I hope you’re well at the end of this year, and I am looking forward to hearing your thoughts.

Best,
~i


@jollyspaniard – I realize the anarchist militias were incredibly violent (such is war). I also have a very different understanding of the use of political violence than Dale does, and am not necessarily a proponent of ‘nonviolence’ rhetorically speaking. What I meant to assert was that they (by virtue of their antiauthoritarian forms of organization) they were incapable of organizing the scales of violences we’ve seen historically from traditional industrialized states.
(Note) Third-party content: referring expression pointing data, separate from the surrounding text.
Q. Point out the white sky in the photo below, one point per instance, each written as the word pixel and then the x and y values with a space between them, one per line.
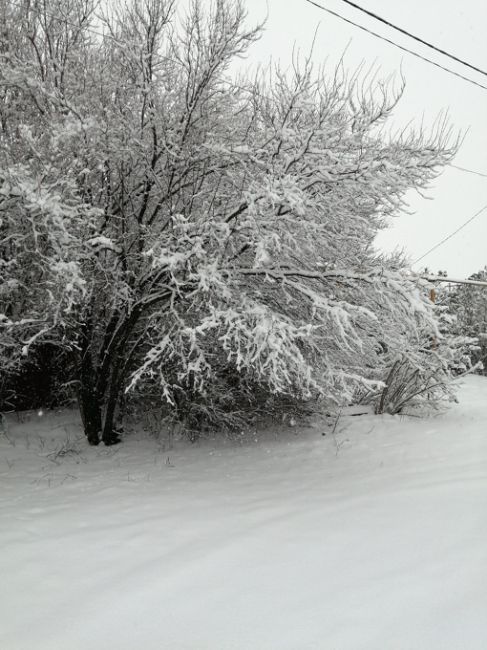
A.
pixel 456 27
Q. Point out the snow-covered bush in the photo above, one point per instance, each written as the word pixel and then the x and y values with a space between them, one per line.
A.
pixel 467 304
pixel 166 223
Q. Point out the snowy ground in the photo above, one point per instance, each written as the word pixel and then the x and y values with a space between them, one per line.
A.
pixel 373 539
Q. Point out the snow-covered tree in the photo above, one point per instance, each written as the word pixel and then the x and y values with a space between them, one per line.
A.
pixel 165 221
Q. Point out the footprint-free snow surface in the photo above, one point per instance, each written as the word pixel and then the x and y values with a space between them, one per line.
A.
pixel 372 538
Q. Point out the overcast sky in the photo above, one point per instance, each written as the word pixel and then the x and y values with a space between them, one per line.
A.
pixel 456 27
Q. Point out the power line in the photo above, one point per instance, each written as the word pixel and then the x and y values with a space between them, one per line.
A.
pixel 451 235
pixel 400 47
pixel 469 171
pixel 416 38
pixel 65 21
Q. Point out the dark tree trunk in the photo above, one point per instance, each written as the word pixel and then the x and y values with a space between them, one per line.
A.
pixel 91 413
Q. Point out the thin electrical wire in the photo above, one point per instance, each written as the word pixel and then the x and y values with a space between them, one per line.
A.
pixel 416 38
pixel 393 43
pixel 448 237
pixel 469 171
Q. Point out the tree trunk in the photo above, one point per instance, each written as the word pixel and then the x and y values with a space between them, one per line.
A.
pixel 91 413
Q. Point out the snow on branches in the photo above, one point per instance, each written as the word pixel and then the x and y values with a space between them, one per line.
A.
pixel 189 227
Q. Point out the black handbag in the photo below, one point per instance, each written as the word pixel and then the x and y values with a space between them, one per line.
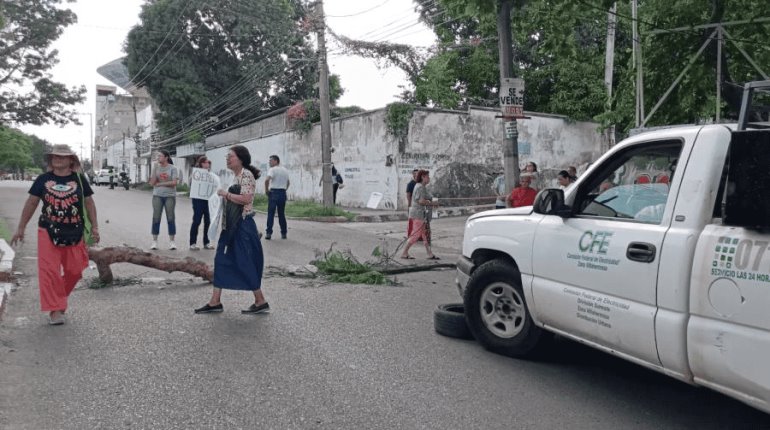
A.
pixel 63 234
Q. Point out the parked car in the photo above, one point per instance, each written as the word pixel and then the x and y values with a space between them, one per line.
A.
pixel 673 276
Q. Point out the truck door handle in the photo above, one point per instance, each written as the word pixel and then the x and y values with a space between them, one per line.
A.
pixel 641 252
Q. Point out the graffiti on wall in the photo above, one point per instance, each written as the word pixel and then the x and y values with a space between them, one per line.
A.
pixel 409 161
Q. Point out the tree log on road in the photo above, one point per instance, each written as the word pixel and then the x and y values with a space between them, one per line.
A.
pixel 103 257
pixel 415 268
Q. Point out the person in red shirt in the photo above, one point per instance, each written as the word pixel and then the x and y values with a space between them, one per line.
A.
pixel 523 195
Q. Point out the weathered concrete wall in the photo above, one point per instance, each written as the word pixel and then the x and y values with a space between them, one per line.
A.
pixel 461 149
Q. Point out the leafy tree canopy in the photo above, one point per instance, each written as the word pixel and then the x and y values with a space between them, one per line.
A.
pixel 15 149
pixel 226 61
pixel 28 94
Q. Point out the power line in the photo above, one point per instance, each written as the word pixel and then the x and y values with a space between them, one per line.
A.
pixel 171 27
pixel 358 13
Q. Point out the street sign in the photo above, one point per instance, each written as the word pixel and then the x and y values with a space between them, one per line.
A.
pixel 512 97
pixel 510 129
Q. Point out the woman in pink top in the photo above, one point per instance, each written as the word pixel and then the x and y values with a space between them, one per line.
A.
pixel 239 261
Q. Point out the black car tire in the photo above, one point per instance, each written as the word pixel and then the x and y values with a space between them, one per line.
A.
pixel 497 313
pixel 449 320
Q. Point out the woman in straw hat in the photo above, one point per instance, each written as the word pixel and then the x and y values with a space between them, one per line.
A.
pixel 62 254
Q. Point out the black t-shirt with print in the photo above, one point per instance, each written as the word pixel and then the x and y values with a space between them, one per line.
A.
pixel 61 197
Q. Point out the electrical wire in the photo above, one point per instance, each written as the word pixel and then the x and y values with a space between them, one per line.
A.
pixel 358 13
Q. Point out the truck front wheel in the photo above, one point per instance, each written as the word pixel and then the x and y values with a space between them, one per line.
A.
pixel 497 313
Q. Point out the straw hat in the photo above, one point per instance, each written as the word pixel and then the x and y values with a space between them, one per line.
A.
pixel 63 150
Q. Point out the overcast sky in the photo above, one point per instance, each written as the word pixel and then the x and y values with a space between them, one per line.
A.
pixel 98 37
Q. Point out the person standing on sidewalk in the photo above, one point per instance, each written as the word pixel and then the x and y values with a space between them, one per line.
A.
pixel 276 184
pixel 421 212
pixel 61 250
pixel 163 180
pixel 409 192
pixel 498 186
pixel 239 261
pixel 201 211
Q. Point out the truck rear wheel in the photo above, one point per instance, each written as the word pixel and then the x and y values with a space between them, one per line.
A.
pixel 497 313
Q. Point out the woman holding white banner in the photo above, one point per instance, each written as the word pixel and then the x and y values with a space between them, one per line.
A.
pixel 200 208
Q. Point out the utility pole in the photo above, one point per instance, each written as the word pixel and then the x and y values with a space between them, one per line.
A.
pixel 323 95
pixel 637 51
pixel 609 65
pixel 510 142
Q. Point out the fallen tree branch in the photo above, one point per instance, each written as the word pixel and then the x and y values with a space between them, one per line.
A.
pixel 414 268
pixel 103 257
Franco won in part because of infighting, but also because of the vast amount of aid he had from other states (Such as the German aerial bombings), as well as hierarchical and centralized military.

Dale Carrico said...

Anti-colonial struggle has almost only taken the form of nationalist struggle, which is obviously not even remotely anarchist.

Democratization is a matter of giving more people more of a say in the public decisions that affect them, and there are endlessly many means of experimentally implementing improvements of that precept, and so I tend strongly to disapprove the use of the phrase "direct democracy" which seems usually to describe particular fetishized forms of popular-agency like ballot measures or absolute consensus in comparatively small and homogeneous decision-making settings and so on that sometimes do indeed work very well but also sometimes work less well than other ideas like periodic elections of representatives, but none of which are rightly thought as more perfect approximations of some one democratic eidos that crucially doesn't exist precisely because who the people are and what the public is and what constitutes having a say are all changing in history.

Every struggle you mention sympathetically (many of which I too celebrate substantively) would lose little and gain a lot by reframing its resistance as pro-democracy rather than anti-state -- to the extent that this isn't actually already happening.

Anarchists can contribute to democratization, hell, dumb plutocrats occasionally mistakenly manage the same. Political struggle is fraught with serendipities and opportunities. But if you would understand democratization, anarchism is a blind alley in my view, as you know.

You are, as always, a marvelous interlocutor, have a great new year, Ian!